O aceno inclusivo da primeira-dama
Tem mudado e se modernizado ligeiramente o perfil, mas ainda há uma certa praxe de embutir entre as funções das primeiras-damas ao redor do país um papel de apoio aos pobres e oprimidos.
Não raro elas ajudam a distribuir cadeiras de rodas, limpam menino ramelento em creches, dão papinha para velhos em abandono, tiram belas fotografias para calendários assistenciais e vão para casa felizes.
A futura primeira-dama da nação, Michelle Bolsonaro, 36, já anunciou que dará atenção às pessoas com deficiência, valendo-se de sua formação como intérprete de Libras, a língua brasileira de sinais, que a aproximou dos surdos, comunidade que tem demandas reprimidas diversas, como acesso à educação de qualidade, acesso ao conteúdo dos meios de comunicação e até aos serviços públicos básicos.
Para que um surdo usuário de Libras consiga ir a um especialista médico, por exemplo, é um deus nos acuda, pois haja gestos básicos para explicar ao paciente situações complexas como um problema neurológico ou alguma disfunção hormonal.
As questões que hoje envolvem entraves inclusivos e de acessibilidade dependem muito mais de visão técnica, de conhecimento de causa, de adesão tecnológica, de novas atitudes do que de apenas boa vontade e espírito solidário.

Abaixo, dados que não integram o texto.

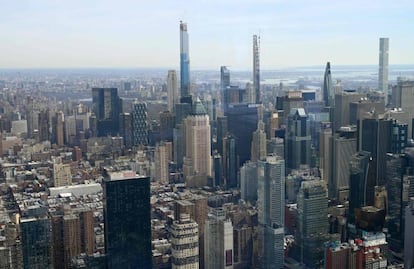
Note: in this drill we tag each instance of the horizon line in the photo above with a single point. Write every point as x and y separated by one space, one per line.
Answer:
192 69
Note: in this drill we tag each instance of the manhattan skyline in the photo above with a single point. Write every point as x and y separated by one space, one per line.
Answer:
75 34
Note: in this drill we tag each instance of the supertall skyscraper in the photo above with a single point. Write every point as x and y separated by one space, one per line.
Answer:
256 67
184 61
271 204
106 107
172 90
127 216
224 84
197 160
328 94
383 67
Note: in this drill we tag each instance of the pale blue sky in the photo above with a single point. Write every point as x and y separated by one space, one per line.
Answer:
138 33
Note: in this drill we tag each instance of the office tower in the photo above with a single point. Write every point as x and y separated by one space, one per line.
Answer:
271 191
271 205
71 238
12 248
375 137
399 179
58 129
325 151
127 215
256 67
312 225
383 67
358 109
298 139
409 235
230 165
125 128
394 172
139 124
35 236
62 175
197 208
161 163
248 181
58 252
291 100
399 137
87 231
258 146
342 106
218 178
222 129
361 183
167 123
44 125
224 84
179 145
29 116
218 244
328 94
272 124
344 146
172 90
242 122
403 97
184 243
106 107
184 62
197 160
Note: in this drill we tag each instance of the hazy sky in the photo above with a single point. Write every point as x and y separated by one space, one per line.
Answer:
145 33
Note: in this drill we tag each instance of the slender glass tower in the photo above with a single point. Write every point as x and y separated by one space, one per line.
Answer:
256 67
328 94
184 61
383 67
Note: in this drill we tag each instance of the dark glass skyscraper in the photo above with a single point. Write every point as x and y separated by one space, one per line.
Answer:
298 139
256 67
224 84
106 106
328 94
184 61
127 216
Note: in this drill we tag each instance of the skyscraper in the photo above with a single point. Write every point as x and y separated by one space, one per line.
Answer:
184 243
271 204
197 161
359 182
328 94
312 221
298 139
383 67
218 244
106 106
258 147
409 235
127 215
344 145
403 97
172 90
139 124
224 84
256 67
184 62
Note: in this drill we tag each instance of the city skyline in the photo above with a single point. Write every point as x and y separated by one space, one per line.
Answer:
78 34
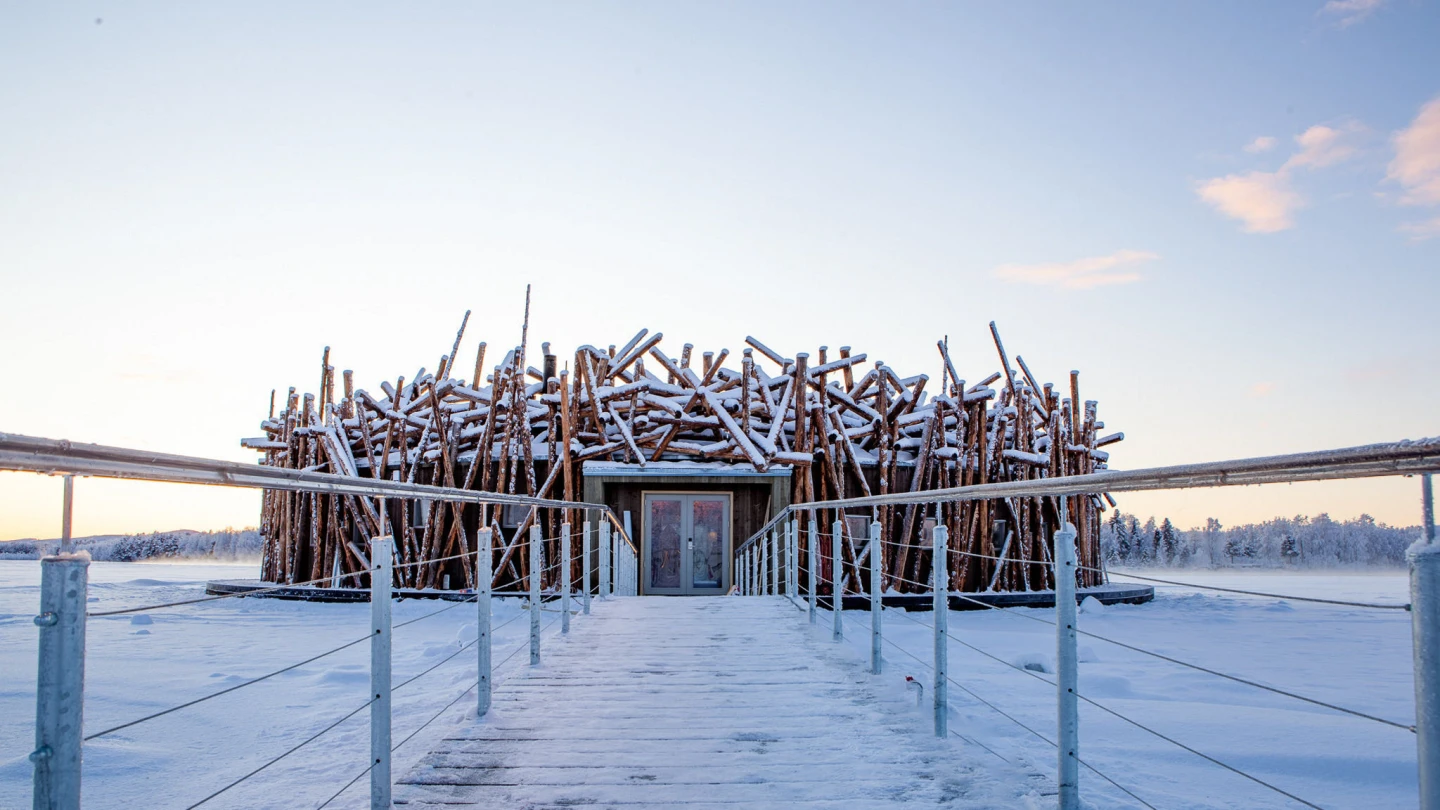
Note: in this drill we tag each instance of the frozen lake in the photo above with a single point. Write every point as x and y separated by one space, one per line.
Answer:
1354 657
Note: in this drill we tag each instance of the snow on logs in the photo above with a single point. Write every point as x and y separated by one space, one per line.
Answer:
841 428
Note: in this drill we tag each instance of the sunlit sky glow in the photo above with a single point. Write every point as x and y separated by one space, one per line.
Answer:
1226 215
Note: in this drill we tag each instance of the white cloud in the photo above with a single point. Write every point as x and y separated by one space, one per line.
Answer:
1263 143
1422 231
1263 201
1417 157
1350 12
1324 146
1079 274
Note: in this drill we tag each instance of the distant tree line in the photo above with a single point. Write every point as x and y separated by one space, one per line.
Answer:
221 545
1285 542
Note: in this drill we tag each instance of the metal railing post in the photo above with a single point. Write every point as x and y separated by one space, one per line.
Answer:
749 574
837 578
483 577
585 567
534 595
939 565
1424 624
565 578
761 567
631 574
772 567
876 666
66 518
1067 669
606 581
792 558
812 557
59 693
382 559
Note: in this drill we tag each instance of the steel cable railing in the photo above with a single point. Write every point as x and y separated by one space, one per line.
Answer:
398 686
216 597
437 715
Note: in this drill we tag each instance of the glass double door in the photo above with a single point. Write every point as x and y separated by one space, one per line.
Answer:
687 544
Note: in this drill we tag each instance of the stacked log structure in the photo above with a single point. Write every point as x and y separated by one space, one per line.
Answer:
844 425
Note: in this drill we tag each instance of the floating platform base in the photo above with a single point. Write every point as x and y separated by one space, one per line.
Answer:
1108 594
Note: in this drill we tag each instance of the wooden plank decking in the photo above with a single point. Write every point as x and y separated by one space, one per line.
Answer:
696 702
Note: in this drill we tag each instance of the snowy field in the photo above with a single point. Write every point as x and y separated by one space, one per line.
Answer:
134 669
1355 657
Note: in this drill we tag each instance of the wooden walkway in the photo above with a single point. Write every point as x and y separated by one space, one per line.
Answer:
697 702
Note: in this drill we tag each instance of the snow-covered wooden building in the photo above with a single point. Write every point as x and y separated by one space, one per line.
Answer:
697 450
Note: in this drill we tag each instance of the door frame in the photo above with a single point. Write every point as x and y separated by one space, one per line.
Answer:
726 552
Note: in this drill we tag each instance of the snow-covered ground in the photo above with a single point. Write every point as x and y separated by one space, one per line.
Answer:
1354 657
136 668
1350 656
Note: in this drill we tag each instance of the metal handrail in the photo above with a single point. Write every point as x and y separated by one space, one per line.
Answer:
48 456
1371 460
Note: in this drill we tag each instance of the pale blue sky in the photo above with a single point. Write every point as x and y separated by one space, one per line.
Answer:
195 199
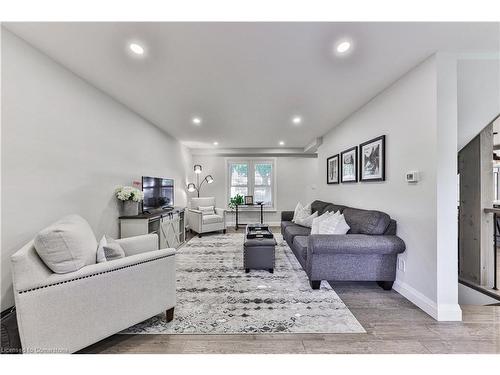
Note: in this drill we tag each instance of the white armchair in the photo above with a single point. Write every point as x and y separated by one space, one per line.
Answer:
203 223
67 312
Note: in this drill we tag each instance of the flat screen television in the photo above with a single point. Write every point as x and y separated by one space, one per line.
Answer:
158 193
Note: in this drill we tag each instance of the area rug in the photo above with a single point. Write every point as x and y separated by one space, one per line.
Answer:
216 296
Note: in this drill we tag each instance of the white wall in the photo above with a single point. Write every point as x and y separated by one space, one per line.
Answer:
65 147
478 96
295 181
406 113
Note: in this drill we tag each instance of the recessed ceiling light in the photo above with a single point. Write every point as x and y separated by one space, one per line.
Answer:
136 48
343 47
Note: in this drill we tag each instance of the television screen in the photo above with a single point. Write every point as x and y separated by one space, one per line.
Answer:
158 193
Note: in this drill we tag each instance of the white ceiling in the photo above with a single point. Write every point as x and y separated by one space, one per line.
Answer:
246 80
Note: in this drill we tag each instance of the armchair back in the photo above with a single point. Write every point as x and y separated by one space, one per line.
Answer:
206 201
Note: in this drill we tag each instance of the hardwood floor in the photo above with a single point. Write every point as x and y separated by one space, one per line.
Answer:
393 325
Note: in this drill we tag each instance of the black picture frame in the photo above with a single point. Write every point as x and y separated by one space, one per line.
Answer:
328 164
380 159
353 151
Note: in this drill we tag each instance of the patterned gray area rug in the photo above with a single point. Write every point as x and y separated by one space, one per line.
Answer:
216 296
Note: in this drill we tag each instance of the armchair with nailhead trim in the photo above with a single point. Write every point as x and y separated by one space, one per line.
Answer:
63 313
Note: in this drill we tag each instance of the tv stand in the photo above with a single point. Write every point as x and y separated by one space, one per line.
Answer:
167 223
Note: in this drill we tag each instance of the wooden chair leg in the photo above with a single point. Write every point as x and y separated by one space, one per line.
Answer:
170 314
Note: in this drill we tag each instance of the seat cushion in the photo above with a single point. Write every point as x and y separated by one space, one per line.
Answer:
295 230
366 221
300 244
211 219
67 245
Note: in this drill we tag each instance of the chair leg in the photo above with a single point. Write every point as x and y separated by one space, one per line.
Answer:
315 284
170 314
386 285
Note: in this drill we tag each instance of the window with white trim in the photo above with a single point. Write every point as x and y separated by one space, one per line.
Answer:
252 177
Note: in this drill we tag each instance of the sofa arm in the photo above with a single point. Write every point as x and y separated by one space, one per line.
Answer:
139 244
95 270
354 244
287 215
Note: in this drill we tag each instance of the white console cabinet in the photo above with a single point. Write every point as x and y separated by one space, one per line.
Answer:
168 224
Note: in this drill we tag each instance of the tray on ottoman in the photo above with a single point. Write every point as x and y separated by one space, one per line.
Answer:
258 249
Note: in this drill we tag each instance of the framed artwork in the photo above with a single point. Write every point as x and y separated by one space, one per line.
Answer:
372 154
332 169
349 165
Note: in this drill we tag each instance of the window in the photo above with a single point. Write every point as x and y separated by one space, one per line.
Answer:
252 177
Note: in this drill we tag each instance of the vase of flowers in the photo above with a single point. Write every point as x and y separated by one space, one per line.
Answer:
131 197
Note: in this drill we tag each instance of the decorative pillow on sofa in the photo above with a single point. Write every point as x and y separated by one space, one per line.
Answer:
301 212
334 224
341 227
113 250
67 245
307 221
207 210
101 257
319 219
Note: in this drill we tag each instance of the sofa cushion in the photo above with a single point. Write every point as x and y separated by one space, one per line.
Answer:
319 207
113 250
300 244
354 244
285 224
211 219
366 221
334 208
295 230
67 245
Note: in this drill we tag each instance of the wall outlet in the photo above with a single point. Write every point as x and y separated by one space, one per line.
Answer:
401 265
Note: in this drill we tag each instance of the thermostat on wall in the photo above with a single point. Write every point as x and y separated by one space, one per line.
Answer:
412 176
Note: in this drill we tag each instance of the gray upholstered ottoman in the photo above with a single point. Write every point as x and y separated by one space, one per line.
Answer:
258 249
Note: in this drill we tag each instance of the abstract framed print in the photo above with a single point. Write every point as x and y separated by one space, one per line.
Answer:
349 165
332 169
372 154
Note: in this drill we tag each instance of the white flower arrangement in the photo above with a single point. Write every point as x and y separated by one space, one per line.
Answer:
129 193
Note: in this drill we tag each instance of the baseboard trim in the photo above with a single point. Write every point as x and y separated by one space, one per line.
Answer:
448 312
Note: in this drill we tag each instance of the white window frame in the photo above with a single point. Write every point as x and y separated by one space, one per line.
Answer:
251 178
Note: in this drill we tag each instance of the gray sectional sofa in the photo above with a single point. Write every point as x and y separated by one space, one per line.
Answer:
368 252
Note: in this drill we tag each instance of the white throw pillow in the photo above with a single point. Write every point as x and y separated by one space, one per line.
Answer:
307 221
342 227
67 245
100 250
207 210
301 212
327 225
318 220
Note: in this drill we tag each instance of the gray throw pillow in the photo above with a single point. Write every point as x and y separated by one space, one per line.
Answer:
113 250
67 245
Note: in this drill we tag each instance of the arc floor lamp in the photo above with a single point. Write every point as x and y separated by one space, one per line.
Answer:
196 187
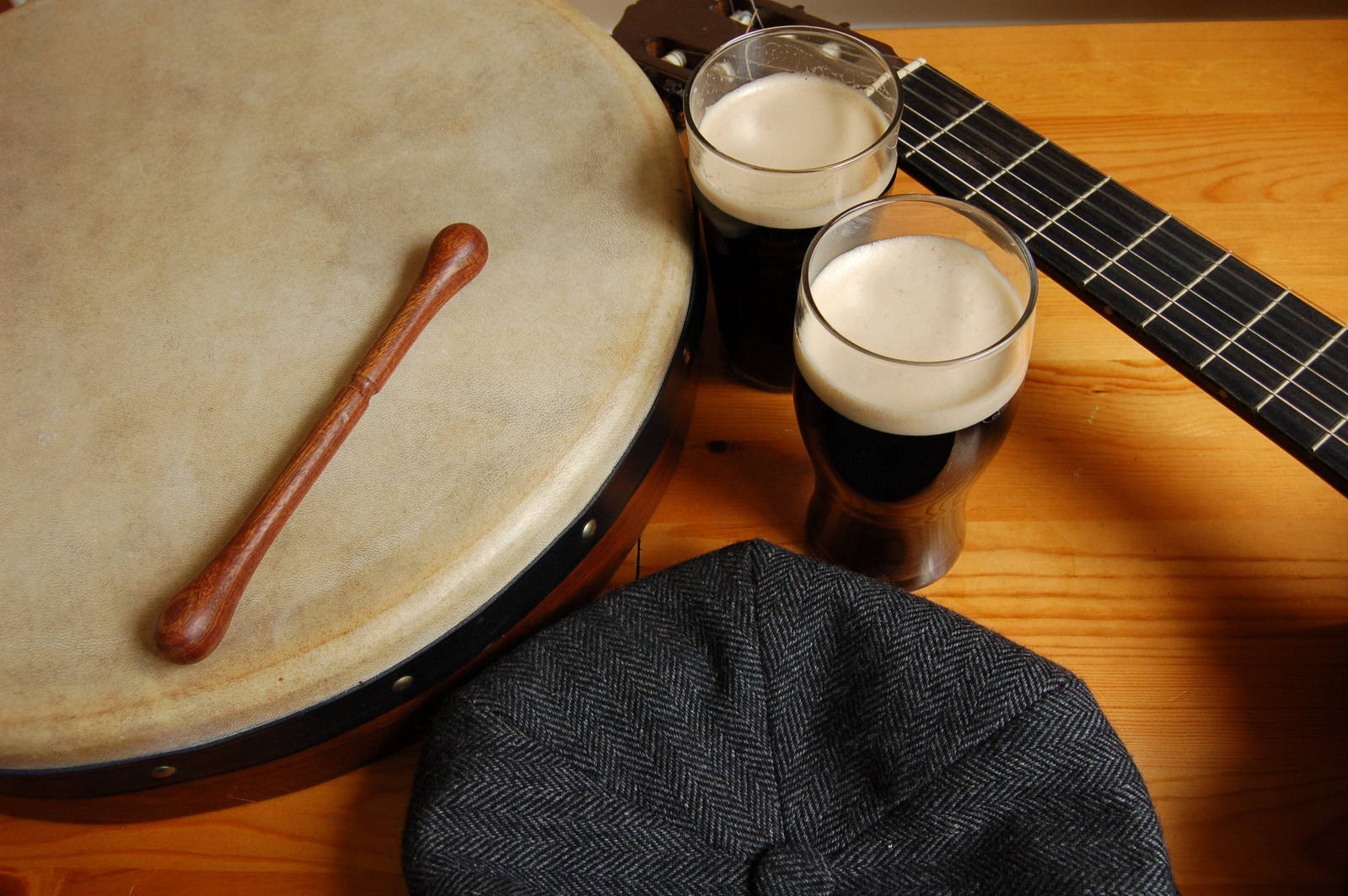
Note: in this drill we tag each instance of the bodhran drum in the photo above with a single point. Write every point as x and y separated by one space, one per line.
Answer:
211 211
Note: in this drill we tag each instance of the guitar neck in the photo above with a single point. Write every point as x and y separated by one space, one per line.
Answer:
1262 351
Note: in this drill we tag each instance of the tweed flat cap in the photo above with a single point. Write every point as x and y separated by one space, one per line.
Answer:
760 722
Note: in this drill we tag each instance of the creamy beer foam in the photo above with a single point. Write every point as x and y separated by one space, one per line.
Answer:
918 298
792 121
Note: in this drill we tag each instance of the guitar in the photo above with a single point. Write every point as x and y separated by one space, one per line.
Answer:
1257 346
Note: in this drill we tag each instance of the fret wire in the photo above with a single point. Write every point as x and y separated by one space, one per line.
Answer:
1307 364
1186 288
1018 161
1129 248
947 128
1332 432
1243 329
1166 274
1066 207
1291 335
1313 422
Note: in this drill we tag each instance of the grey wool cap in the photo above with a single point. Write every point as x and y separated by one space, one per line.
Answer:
758 722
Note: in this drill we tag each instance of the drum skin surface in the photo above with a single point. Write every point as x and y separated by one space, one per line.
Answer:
212 209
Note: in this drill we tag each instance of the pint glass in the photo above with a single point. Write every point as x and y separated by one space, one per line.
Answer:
787 128
911 340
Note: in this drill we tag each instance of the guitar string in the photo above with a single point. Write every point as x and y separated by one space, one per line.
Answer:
1328 432
1302 365
1039 233
953 97
1311 348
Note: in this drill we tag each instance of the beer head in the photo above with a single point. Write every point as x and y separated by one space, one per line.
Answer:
916 315
790 126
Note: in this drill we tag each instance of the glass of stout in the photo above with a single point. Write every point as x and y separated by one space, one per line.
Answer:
787 127
911 340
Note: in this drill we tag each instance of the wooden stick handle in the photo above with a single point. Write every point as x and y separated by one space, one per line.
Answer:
191 624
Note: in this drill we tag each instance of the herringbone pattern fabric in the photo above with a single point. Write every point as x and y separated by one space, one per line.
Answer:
758 722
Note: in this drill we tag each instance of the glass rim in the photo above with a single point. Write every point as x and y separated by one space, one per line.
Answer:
964 207
839 35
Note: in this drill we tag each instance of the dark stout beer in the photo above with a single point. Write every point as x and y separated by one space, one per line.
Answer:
773 161
754 272
891 504
900 400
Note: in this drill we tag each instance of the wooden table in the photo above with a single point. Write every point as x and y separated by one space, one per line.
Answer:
1131 528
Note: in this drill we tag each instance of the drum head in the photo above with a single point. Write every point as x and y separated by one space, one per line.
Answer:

O assistencialismo puro não muda condições de vida nem oferece novas oportunidades, ele apenas cuida, mantém.
Não dá para saber que apito tocará Michelle Bolsonaro, mas uma demanda caríssima para parte das pessoas com deficiência auditiva ela tem atendido com louvor: que toda fala do marido, o presidente eleito Jair Bolsonaro, tenha a presença de um intérprete de Libras.
A realidade atual é que até mesmo em pronunciamentos oficiais de ministros, de governadores e do próprio presidente se faça “esquecido” o dispositivo legal que obriga que o conteúdo da fala, sempre de interesse público, seja disponibilizado em formatos que qualquer brasileiro entenda: a língua portuguesa, a língua de sinais, as legendas (parte dos surdos tem essa demanda) e, se for o caso, a audiodescrição para cegos.
É evidente que ter a dedicação da futura primeira-dama à temática da inclusão é elemento que pode fortalecer conquistas, mas é fundamental que ela tenha lido a cartilha das conquistas já negociadas, como a Lei de Cotas, a Lei Brasileira de Inclusão e que tenha em mente os mantras maiores da turma dos malacabados, “representatividade é fundamental”; “nada sobre nós, sem nós”.
Mais do que fazer pela pessoa com deficiência, o tempo é de dar oportunidades para que qualquer um consiga construir seu próprio caminho e isso passa por escolas inclusivas, convivência em todos os setores sociais, oportunidades e entendimento das diferenças.
Vários são os grupos que podem ser enquadrados no conceito de “coitadinhos” expresso pelo presidente eleito, que promete ser implacável contra sua formação e seu futuro. Penso que haja desconhecimento e falta de proximidade do futuro mandatário com a diversidade.
Assim como houve um interessante aceno de Michelle às pessoas com deficiência, talvez o tempo mostre que outros componentes do núcleo próximo ao futuro presidente também entendam alguma coisa em relação à pluralidade humana e à extrema necessidade de abraçá-la, apoiá-la e incentivá-la.